Under the hood, because we didn’t have any other sorting or filtering, we just constructed the SQL required to do the Full Text Search and then executed it through Entity Framework. It wasn’t the best solution, but it met our immediate needs, at least for that project.

Unfortunately, this made testing search on an In Memory Database impossible, which was annoying, but we did manage to isolate the execution of the search into a series of Search Provider classes that allowed us to abstract out this dependency and test it independently.

When it came time to incorporate search into our latest API, we looked for a better way to do it. A way that didn’t involve constructing SQL ourselves.
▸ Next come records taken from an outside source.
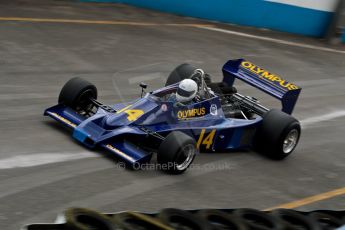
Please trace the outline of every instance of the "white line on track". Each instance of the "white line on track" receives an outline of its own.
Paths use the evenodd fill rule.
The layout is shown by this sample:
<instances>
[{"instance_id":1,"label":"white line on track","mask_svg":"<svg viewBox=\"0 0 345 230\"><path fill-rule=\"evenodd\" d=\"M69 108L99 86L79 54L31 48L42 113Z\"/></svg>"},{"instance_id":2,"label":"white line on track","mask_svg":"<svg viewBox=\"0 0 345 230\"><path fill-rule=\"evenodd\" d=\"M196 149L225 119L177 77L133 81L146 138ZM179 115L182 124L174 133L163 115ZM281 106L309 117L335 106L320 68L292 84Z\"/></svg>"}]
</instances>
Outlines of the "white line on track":
<instances>
[{"instance_id":1,"label":"white line on track","mask_svg":"<svg viewBox=\"0 0 345 230\"><path fill-rule=\"evenodd\" d=\"M290 41L286 41L286 40L270 38L270 37L265 37L265 36L258 36L258 35L253 35L253 34L247 34L247 33L242 33L242 32L237 32L237 31L232 31L232 30L226 30L226 29L221 29L221 28L215 28L215 27L208 27L208 26L196 26L196 27L200 28L200 29L204 29L204 30L211 30L211 31L216 31L216 32L221 32L221 33L226 33L226 34L232 34L232 35L241 36L241 37L247 37L247 38L253 38L253 39L257 39L257 40L263 40L263 41L269 41L269 42L274 42L274 43L278 43L278 44L289 45L289 46L296 46L296 47L302 47L302 48L308 48L308 49L314 49L314 50L320 50L320 51L345 54L344 50L336 50L336 49L331 49L331 48L322 47L322 46L308 45L308 44L303 44L303 43L298 43L298 42L290 42Z\"/></svg>"},{"instance_id":2,"label":"white line on track","mask_svg":"<svg viewBox=\"0 0 345 230\"><path fill-rule=\"evenodd\" d=\"M91 158L92 159L92 158ZM61 164L54 167L46 167L40 170L20 174L8 179L1 180L0 199L29 189L57 183L58 181L78 177L89 173L116 169L116 165L109 161L92 161L83 164Z\"/></svg>"},{"instance_id":3,"label":"white line on track","mask_svg":"<svg viewBox=\"0 0 345 230\"><path fill-rule=\"evenodd\" d=\"M99 157L99 155L89 152L82 153L37 153L17 155L0 159L0 169L33 167L45 164L52 164L64 161L79 160L84 158Z\"/></svg>"},{"instance_id":4,"label":"white line on track","mask_svg":"<svg viewBox=\"0 0 345 230\"><path fill-rule=\"evenodd\" d=\"M303 128L306 128L306 127L313 125L315 123L319 123L322 121L328 121L328 120L332 120L332 119L339 118L339 117L345 117L345 110L339 110L339 111L334 111L334 112L319 115L319 116L308 117L306 119L301 120L301 124L302 124Z\"/></svg>"}]
</instances>

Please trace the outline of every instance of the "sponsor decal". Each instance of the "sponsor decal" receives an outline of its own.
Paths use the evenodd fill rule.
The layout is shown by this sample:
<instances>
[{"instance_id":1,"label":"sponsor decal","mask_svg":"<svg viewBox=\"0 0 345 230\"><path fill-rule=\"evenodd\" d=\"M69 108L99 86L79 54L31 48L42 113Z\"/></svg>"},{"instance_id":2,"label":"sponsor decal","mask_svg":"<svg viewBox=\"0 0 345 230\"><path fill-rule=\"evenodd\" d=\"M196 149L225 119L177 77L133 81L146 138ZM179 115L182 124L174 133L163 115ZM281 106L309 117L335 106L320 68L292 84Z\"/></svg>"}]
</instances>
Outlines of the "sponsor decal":
<instances>
[{"instance_id":1,"label":"sponsor decal","mask_svg":"<svg viewBox=\"0 0 345 230\"><path fill-rule=\"evenodd\" d=\"M126 158L126 159L129 160L129 161L132 161L132 162L135 161L132 157L128 156L126 153L122 152L121 150L115 148L115 147L112 146L112 145L107 144L105 147L107 147L108 149L112 150L113 152L115 152L115 153L121 155L122 157Z\"/></svg>"},{"instance_id":2,"label":"sponsor decal","mask_svg":"<svg viewBox=\"0 0 345 230\"><path fill-rule=\"evenodd\" d=\"M210 114L216 116L218 114L218 108L216 104L212 104L210 107Z\"/></svg>"},{"instance_id":3,"label":"sponsor decal","mask_svg":"<svg viewBox=\"0 0 345 230\"><path fill-rule=\"evenodd\" d=\"M191 117L201 117L201 116L204 116L205 113L206 113L205 107L180 110L177 112L177 118L186 119L186 118L191 118Z\"/></svg>"},{"instance_id":4,"label":"sponsor decal","mask_svg":"<svg viewBox=\"0 0 345 230\"><path fill-rule=\"evenodd\" d=\"M144 114L144 111L141 109L128 109L132 105L127 105L126 107L120 109L119 111L116 111L116 113L127 113L127 120L128 121L136 121L138 118Z\"/></svg>"},{"instance_id":5,"label":"sponsor decal","mask_svg":"<svg viewBox=\"0 0 345 230\"><path fill-rule=\"evenodd\" d=\"M168 106L167 106L166 104L163 104L163 105L161 106L161 110L164 111L164 112L166 112L166 111L168 110Z\"/></svg>"},{"instance_id":6,"label":"sponsor decal","mask_svg":"<svg viewBox=\"0 0 345 230\"><path fill-rule=\"evenodd\" d=\"M128 121L136 121L138 118L144 114L144 111L141 109L127 109L123 111L124 113L127 113L127 120Z\"/></svg>"},{"instance_id":7,"label":"sponsor decal","mask_svg":"<svg viewBox=\"0 0 345 230\"><path fill-rule=\"evenodd\" d=\"M57 114L57 113L51 113L51 112L49 112L49 113L50 113L52 116L54 116L54 117L56 117L57 119L59 119L60 121L66 123L67 125L69 125L69 126L71 126L71 127L73 127L73 128L77 127L76 124L74 124L73 122L67 120L66 118L64 118L64 117L62 117L62 116L60 116L60 115Z\"/></svg>"},{"instance_id":8,"label":"sponsor decal","mask_svg":"<svg viewBox=\"0 0 345 230\"><path fill-rule=\"evenodd\" d=\"M288 90L299 89L299 87L293 83L287 82L278 75L272 74L265 69L262 69L249 61L241 62L241 67L245 70L249 70L250 72L258 75L260 78L267 79L274 84L280 85L283 88Z\"/></svg>"}]
</instances>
A Wild Commercial Library Appears

After a small amount of research, one of my colleagues found a commercial library that appeared to offer the ability to construct Full Text Search queries within Linq statements (and have them be automatically turned into SQL, as you would expect). It was a glorious day, and early experiments seemed to show that it worked just as we expected. We could include normal Where and OrderBy statements along with the Full Text Search match statements, and everything would execute at the database level. Nice and efficient.
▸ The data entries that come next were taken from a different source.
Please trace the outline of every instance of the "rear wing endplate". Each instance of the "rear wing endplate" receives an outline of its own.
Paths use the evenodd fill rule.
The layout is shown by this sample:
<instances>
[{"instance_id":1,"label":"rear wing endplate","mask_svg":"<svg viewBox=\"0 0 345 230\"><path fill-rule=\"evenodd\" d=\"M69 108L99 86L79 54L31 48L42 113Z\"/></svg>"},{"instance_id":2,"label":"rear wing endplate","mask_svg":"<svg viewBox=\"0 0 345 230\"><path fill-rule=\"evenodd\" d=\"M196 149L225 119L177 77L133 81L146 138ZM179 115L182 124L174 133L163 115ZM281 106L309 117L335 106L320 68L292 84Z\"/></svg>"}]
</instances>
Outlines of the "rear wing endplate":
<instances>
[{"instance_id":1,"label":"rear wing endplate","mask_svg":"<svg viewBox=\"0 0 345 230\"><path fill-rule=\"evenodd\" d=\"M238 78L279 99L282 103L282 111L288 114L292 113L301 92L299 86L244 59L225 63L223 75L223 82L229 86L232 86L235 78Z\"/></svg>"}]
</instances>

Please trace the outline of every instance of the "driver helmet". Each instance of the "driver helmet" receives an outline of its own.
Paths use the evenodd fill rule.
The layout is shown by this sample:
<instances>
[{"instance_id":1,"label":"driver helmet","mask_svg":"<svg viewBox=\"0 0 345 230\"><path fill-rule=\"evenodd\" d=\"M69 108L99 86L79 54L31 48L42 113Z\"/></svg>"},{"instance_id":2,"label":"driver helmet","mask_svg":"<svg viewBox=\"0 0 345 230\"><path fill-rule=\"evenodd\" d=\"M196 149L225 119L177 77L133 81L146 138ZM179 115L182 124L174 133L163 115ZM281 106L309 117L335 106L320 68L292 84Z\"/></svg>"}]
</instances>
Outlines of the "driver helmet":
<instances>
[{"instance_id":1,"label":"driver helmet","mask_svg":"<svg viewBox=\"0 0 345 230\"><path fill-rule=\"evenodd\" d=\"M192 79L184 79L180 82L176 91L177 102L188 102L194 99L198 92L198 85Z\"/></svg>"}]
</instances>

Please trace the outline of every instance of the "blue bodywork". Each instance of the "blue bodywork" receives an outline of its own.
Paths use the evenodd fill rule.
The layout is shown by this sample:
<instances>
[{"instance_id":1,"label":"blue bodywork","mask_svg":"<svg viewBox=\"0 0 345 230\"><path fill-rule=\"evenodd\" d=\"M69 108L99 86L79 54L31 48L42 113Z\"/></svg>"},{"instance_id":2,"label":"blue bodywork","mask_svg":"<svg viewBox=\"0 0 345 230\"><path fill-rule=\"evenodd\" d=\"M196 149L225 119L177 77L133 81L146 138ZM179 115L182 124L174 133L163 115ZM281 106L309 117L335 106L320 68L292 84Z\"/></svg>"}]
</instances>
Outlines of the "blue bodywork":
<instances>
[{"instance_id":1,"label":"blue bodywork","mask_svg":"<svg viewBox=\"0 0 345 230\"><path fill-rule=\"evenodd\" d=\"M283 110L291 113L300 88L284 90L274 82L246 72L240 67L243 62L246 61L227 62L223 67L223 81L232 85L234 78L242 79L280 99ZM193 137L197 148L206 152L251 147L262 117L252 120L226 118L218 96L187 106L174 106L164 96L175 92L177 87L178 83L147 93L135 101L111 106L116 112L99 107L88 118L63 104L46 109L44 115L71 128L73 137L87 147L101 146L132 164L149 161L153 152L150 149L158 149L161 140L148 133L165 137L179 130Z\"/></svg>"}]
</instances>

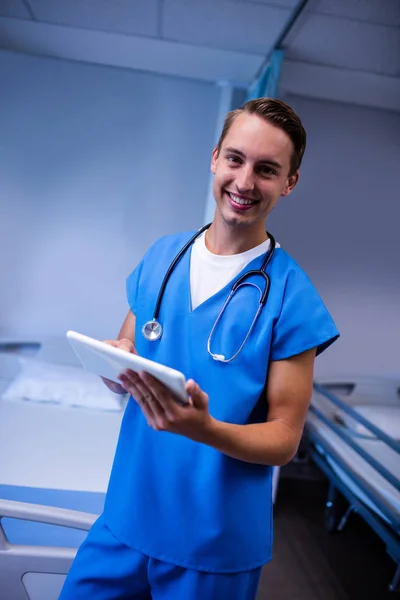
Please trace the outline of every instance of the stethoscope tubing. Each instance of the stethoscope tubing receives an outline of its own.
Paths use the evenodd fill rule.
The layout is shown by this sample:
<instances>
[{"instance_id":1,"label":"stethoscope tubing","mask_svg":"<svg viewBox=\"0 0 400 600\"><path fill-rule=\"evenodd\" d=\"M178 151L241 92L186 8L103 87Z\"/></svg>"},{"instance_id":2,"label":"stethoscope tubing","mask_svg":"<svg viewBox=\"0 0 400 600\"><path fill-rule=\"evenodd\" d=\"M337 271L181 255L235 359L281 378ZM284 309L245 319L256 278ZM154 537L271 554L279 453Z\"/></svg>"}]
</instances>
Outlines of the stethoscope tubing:
<instances>
[{"instance_id":1,"label":"stethoscope tubing","mask_svg":"<svg viewBox=\"0 0 400 600\"><path fill-rule=\"evenodd\" d=\"M162 281L161 287L160 287L160 291L158 292L158 296L157 296L157 301L156 301L156 306L154 309L154 313L153 313L153 318L151 321L147 321L143 327L142 327L142 333L143 336L149 340L149 341L156 341L158 339L160 339L160 337L162 336L162 325L158 322L158 316L160 314L160 309L161 309L161 302L162 299L164 297L164 292L165 292L165 288L167 286L167 283L169 281L169 278L171 277L171 274L173 273L173 270L175 269L176 265L178 264L178 262L181 260L181 258L183 257L183 255L185 254L185 252L190 248L190 246L193 244L193 242L203 233L203 231L206 231L209 227L210 227L211 223L208 223L207 225L204 225L204 227L201 227L198 231L196 231L196 233L190 238L190 240L188 242L186 242L186 244L183 246L183 248L181 248L181 250L178 252L178 254L175 256L174 260L172 261L172 263L170 264L170 266L168 267L168 270L164 276L164 279ZM267 302L268 299L268 295L269 295L269 290L271 287L271 280L268 276L268 274L266 273L266 269L267 266L274 254L275 251L275 246L276 246L276 242L275 242L275 238L272 234L270 234L268 231L266 232L269 239L270 239L270 247L269 250L265 256L265 259L261 265L260 269L253 269L251 271L247 271L246 273L243 273L243 275L241 275L233 284L232 289L227 297L227 299L225 300L221 311L211 329L210 335L208 337L208 341L207 341L207 350L209 352L209 354L215 359L215 360L219 360L221 362L231 362L234 358L236 358L236 356L241 352L241 350L243 349L250 333L252 332L254 325L261 313L261 310L263 308L263 306L265 305L265 303ZM246 279L249 279L252 276L262 276L265 280L265 286L264 286L264 291L261 291L261 288L257 285L255 285L254 283L251 282L246 282ZM236 293L236 291L239 289L240 286L242 285L253 285L254 287L256 287L259 292L260 292L260 300L259 300L259 307L257 309L257 312L254 316L254 319L250 325L250 328L246 334L246 337L244 338L242 344L240 345L238 351L229 359L226 359L225 356L220 355L220 354L214 354L211 351L211 340L212 340L212 335L215 331L215 328L218 324L218 322L220 321L224 310L226 309L227 305L229 304L230 300L232 299L232 297L234 296L234 294Z\"/></svg>"}]
</instances>

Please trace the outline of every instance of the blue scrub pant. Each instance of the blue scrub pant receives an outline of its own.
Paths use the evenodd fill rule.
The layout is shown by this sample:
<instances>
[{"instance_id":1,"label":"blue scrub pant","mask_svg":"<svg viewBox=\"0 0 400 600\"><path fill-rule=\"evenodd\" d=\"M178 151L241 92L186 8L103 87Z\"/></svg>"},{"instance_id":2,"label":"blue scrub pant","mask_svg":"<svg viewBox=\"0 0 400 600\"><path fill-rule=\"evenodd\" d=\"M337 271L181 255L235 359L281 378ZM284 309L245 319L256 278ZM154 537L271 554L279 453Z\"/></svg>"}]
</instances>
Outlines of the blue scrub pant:
<instances>
[{"instance_id":1,"label":"blue scrub pant","mask_svg":"<svg viewBox=\"0 0 400 600\"><path fill-rule=\"evenodd\" d=\"M254 600L261 568L204 573L150 558L119 542L103 517L92 526L59 600Z\"/></svg>"}]
</instances>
However, when it was time to move from prototype to actual implementation, it all fell apart. Replacing our existing PostgreSQL provider was fairly painless (they provided very similar functionality), but we had problems with our database migrations, and the documentation was terrible.

We use the Code First approach for our database, so migrations are a core part of how we manage our schema. Everything worked just fine when running on top of a database that already existed (which is what we were doing in the prototype), but trying to get the new library to create a database correctly from nothing (which we do all the time in our tests) was failing miserably.

We worked through this issue with the help of the vendor (whose solution was to give us two magical lines of code that referred to the deletion strategy for the database, on static classes no less), but the whole interaction had somewhat soured us on the library.

The deal breaker came when we discovered that the licencing for the library would have been a nightmare to include into our build process. We’re so used to using open source tools (or even just tools that are licenced intelligently, with licence files or keys) that we didn’t even think of this at first. As we wanted to include the commercial library inside a Nuget package of our own, we would have needed to identify within the library all of the executables that would have ever used it. The final nail in the coffin was that we would have had to install (install!) the library onto our build agents, which to me, is a massively stupid move that just makes it harder to build software.

It Can’t Be That Hard

Investigating the way in which the library accomplished Full Text Search, we thought that maybe we could implement it ourselves. It didn’t look particularly difficult, just some methods that exist purely to be translated into SQL at a later date.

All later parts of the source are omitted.